It's legally well established that parents have a responsibility to financially support their children. In about half of all states, the reverse is true as well: adult children have a legal responsibility to support their parents when their parents don't have sufficient income to take care of themselves. In legal terms, this is called "filial responsibility."
Filial Responsibility Laws
Filial responsibility laws say that when parents cannot afford living expenses, medical care, or nursing home care, their adult chldren have to provide for them, if they can afford to do so. Most states had filial responsibility laws at one time, but about half of the states have repealed them. Today, California, Georgia, Pennsylvania, and about 20 other states have some form of filial responsibility law, but they aren't often enforced.
The details of these laws vary by state. Most state laws specify that a parent must be indigent or have very low income before the court will rule in favor of a filial responsibility lawsuit. In most of the states, a nursing home, hospital, or the state government can file a lawsuit against an adult child, but in California, only a parent or the government can file a lawsuit.
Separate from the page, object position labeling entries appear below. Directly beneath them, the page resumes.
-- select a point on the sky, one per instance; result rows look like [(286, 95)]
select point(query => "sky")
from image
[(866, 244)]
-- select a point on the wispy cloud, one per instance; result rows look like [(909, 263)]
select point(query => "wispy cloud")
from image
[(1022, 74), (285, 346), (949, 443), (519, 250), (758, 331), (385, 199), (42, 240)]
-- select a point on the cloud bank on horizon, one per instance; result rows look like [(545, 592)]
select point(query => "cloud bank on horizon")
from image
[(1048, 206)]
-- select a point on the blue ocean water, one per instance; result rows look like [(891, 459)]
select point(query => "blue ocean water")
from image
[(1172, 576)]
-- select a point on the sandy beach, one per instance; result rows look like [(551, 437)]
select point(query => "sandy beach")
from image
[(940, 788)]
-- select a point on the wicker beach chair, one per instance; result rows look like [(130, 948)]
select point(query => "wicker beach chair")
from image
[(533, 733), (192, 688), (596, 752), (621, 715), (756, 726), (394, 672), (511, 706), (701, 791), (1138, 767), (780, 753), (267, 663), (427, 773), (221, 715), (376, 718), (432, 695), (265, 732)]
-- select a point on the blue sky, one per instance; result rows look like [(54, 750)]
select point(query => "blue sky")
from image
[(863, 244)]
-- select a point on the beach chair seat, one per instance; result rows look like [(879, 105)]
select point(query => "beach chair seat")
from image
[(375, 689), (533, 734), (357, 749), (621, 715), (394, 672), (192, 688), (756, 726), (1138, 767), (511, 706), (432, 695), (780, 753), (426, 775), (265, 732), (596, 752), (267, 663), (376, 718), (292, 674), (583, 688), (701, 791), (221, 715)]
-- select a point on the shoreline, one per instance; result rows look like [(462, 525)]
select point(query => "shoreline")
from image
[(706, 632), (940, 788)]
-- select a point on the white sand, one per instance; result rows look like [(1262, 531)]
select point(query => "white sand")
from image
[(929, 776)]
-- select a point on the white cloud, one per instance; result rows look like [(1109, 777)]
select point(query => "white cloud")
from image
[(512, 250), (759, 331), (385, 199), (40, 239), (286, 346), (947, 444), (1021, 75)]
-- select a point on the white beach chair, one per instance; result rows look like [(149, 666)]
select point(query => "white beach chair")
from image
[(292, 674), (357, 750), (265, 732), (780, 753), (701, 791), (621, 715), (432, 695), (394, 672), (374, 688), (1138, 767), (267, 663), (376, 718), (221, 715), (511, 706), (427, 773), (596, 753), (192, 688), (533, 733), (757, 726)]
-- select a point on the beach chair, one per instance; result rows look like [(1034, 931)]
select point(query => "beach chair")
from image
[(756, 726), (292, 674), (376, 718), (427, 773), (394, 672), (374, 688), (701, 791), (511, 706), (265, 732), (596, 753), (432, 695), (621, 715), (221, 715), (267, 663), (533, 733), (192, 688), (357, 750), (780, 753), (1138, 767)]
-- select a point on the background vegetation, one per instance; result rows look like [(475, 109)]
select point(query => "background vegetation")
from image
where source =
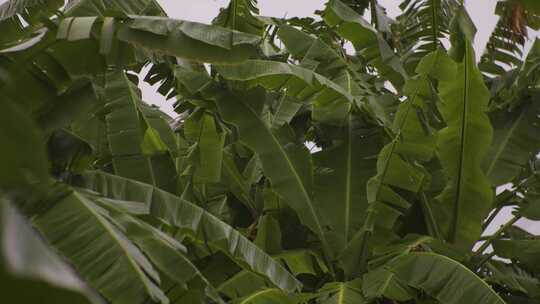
[(105, 199)]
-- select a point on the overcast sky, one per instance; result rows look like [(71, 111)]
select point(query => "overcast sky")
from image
[(481, 11)]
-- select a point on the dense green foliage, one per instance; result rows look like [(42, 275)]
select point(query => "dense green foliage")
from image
[(106, 199)]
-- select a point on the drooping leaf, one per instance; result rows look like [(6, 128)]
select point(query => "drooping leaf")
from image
[(300, 83), (268, 296), (342, 293), (524, 251), (516, 140), (29, 265), (340, 191), (467, 198), (288, 166), (137, 149), (189, 40), (193, 221), (100, 8), (105, 256), (443, 279), (239, 15), (243, 284), (24, 161), (383, 283), (423, 25), (366, 40)]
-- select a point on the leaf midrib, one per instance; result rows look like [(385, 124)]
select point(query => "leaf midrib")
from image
[(502, 146), (107, 226), (463, 135)]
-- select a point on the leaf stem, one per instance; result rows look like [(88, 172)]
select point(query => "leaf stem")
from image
[(491, 218)]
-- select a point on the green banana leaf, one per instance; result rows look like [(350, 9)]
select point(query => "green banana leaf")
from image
[(137, 149), (342, 293), (340, 191), (191, 220), (81, 230), (367, 42), (27, 264), (24, 160), (467, 197), (239, 15), (444, 279), (189, 40), (516, 139), (524, 251), (288, 166), (268, 296), (331, 102), (79, 8)]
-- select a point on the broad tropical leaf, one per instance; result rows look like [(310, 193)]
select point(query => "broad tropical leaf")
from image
[(137, 149), (342, 293), (442, 278), (516, 140), (467, 198), (524, 251), (330, 101), (29, 265), (288, 166), (340, 179), (368, 43), (239, 15), (81, 8), (423, 25), (189, 40), (193, 221), (105, 256)]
In some states, adult children can even be liable criminally for not supporting their parents, though in most of the states, adult children can only be forced to pay the parent's nursing home bills if they lose a lawsuit. A party collecting the court judgment could put a lien on the child's property or garnish wages to collect it, however.
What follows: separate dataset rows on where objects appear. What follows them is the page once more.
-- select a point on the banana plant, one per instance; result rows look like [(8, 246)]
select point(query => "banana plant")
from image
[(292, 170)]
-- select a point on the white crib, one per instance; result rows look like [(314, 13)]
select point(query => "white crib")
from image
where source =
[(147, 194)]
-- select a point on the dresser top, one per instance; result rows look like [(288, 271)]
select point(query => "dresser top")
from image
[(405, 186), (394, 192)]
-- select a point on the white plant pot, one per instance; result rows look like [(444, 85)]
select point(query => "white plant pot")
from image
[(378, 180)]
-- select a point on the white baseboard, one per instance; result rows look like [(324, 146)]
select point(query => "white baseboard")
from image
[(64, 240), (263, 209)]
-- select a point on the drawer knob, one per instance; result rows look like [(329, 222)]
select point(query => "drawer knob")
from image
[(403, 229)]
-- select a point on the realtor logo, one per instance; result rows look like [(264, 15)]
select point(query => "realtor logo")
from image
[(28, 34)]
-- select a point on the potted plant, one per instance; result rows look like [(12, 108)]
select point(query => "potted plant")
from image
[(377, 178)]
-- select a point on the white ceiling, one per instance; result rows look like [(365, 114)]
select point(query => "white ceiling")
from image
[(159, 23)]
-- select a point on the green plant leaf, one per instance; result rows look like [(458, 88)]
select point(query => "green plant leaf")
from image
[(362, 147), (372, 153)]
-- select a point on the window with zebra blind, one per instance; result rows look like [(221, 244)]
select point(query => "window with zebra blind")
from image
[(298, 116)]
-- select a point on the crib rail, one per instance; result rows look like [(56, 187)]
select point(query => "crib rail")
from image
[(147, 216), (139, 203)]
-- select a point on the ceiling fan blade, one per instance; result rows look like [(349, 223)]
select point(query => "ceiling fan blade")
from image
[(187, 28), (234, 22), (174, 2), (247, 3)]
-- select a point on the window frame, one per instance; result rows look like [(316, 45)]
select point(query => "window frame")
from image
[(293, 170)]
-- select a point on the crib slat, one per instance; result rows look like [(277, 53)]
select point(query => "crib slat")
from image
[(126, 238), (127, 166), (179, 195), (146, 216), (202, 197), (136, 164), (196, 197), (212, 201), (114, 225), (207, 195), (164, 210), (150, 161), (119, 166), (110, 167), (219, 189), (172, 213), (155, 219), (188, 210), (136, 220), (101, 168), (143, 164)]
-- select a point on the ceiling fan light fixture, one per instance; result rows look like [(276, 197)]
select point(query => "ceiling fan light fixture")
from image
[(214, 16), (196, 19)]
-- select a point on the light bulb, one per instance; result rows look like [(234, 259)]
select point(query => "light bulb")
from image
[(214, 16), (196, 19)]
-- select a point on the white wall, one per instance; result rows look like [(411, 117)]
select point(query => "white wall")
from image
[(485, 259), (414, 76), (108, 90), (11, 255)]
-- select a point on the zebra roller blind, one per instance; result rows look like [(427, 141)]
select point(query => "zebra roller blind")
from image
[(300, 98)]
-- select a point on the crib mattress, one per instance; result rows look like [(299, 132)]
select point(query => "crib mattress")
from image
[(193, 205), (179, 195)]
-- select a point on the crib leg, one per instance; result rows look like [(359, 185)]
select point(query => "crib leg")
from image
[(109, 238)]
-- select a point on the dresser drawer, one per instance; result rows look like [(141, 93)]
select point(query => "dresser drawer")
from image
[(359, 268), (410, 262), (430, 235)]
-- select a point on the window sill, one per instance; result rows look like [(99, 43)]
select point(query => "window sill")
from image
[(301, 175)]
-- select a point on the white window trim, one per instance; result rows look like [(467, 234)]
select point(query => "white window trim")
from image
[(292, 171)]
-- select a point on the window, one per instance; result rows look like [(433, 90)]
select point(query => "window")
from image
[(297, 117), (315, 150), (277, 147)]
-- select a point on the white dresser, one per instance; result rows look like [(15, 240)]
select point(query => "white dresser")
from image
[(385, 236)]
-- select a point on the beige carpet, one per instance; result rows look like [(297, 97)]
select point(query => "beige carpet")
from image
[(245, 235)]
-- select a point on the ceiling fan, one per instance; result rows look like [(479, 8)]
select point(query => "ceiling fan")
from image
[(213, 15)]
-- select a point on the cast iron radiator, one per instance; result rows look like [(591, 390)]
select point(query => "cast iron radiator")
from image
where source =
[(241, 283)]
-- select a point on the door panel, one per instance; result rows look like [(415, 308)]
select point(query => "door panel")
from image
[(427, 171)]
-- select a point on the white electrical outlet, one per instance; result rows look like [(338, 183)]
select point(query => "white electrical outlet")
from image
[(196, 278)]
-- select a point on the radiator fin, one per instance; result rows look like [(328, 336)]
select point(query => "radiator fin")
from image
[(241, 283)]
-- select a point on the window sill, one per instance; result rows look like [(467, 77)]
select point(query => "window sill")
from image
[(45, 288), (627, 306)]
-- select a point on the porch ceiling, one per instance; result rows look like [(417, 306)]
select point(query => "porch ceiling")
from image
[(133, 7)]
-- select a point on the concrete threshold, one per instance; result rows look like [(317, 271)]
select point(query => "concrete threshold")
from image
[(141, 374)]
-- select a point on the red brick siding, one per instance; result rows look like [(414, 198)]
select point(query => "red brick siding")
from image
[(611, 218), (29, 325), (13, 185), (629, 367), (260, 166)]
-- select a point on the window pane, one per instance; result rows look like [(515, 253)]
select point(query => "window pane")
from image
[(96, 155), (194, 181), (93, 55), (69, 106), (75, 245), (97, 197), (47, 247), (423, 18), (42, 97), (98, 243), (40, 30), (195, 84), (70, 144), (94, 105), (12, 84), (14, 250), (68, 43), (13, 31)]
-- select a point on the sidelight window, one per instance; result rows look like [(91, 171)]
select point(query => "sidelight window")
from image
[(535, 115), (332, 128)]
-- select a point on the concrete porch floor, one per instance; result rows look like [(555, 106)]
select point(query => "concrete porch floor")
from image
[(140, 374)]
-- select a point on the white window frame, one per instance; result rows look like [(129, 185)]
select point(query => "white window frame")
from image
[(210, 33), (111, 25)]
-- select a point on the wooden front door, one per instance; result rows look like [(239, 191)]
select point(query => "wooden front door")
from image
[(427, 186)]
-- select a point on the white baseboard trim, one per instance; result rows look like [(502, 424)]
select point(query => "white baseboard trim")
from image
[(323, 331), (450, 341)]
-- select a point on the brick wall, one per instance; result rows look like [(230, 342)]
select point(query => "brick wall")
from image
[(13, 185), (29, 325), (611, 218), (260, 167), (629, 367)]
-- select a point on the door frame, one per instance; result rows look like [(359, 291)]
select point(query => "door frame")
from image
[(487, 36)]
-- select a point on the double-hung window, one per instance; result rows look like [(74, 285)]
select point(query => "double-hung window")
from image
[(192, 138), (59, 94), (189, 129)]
Not Every Adult Child Must Pay
These state laws give courts some discretion when enforcing filial responsibility laws. Adult children who are barely making ends meet financially typically won't be required to pay for their parent's care. A "clean hands" doctrine also applies in many states: If a parent abused or abandoned the child, some state laws say that the parent is undeserving of the child's financial support. Likewise, in some states a parent is not entitled to financial care by a child unless the parent is moneyless due to "misfortune" (as opposed to squandering wealth).
When Filial Responsibility Laws Are Used
Most low-income and low-asset seniors qualify for Medicaid, or at least Medicaid-paid long-term care, if they need it. The Medicaid program is not allowed to go after the assets of a Medicaid recipient's children to offset costs. So the child of any parent who is covered by Medicaid isn't going to be held responsible for paying for their parent's care.
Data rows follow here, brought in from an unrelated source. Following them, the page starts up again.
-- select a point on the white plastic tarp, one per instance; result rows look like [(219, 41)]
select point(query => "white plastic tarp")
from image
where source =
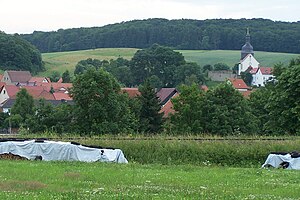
[(63, 151), (275, 160)]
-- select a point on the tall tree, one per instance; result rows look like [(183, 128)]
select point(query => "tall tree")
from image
[(150, 117), (188, 117), (258, 101), (284, 103), (226, 111), (156, 60), (23, 106), (100, 105)]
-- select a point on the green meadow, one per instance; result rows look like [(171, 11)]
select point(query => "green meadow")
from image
[(61, 61), (180, 167), (75, 180)]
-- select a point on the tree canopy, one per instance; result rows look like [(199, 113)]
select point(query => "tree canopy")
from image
[(222, 34), (100, 106)]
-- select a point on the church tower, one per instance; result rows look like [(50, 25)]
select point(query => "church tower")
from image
[(247, 48)]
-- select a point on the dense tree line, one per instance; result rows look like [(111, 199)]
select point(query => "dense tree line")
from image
[(18, 54), (224, 34), (161, 66)]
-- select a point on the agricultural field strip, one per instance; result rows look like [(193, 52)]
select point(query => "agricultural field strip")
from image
[(3, 137)]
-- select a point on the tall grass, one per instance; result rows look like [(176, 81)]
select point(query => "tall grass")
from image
[(74, 180), (237, 153)]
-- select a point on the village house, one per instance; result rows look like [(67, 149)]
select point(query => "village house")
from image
[(260, 75), (38, 87), (16, 77), (241, 86)]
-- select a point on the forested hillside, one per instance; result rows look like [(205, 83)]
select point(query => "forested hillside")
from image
[(223, 34), (18, 54)]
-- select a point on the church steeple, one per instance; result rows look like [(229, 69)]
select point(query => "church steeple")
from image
[(247, 48)]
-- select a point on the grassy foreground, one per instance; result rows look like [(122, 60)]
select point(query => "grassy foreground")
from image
[(74, 180)]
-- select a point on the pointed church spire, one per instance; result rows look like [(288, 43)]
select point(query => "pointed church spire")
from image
[(247, 48)]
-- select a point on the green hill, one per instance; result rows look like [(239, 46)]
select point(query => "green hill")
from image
[(211, 34), (67, 60)]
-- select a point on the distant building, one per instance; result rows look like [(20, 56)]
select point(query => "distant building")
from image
[(248, 64), (221, 75), (247, 48), (20, 78)]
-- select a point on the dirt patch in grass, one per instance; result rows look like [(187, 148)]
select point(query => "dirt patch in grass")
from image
[(21, 185)]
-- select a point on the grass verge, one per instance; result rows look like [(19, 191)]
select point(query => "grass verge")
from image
[(74, 180)]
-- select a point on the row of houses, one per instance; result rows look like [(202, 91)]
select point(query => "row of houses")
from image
[(11, 82), (57, 92)]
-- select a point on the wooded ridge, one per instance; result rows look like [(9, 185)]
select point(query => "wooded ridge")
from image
[(222, 34)]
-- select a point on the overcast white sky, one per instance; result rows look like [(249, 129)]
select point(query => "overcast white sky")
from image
[(26, 16)]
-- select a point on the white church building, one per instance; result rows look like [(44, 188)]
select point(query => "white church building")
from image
[(260, 75)]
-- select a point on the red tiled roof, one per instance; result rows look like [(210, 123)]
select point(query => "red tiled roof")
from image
[(246, 94), (19, 76), (39, 80), (62, 96), (11, 90), (246, 57), (60, 80), (238, 83), (57, 86), (132, 92), (266, 70), (253, 70), (164, 94), (2, 84), (39, 92)]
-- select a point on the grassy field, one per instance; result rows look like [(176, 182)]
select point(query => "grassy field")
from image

Elderly parents who don't qualify for Medicaid are often able to pay for their own care, at least until they spend down their assets sufficiently to qualify for Medicaid. Only when a parent is not eligible for Medicaid and the parent doesn't have enough money to provide for his or her own care will a child's ability to pay come into consideration. If, in this circumstance, a child does have the ability to pay for a parent's care, but refuses to, the parent or a care provider (such as a nursing home, hospital, or doctor's office) might decide to sue the child for payment.
This set of circumstances happens rarely, and of course, many states don't have filial responsibility laws that allow this, including the populous states of Texas, New York, Florida, and Illinois. But adult children have been successfully sued in several well-publicized cases over the last few years, including one by a skilled nursing facility where a mother was recovering after an accident; she hadn't applied for Medicaid but wasn't able to pay the bill.
What Can You Do?
If your parent needs financial help and you can't provide it, before you find yourself in court defending yourself against such a claim, help with your parent apply for Medicaid for health care, and if necessary, long-term care. If your parent doesn't qualify, speak with an elder care attorney in your state to find out how vulnerable you are to this law. You may live in a jurisdiction that doesn't recognize filial responsibility, or it may not apply to you.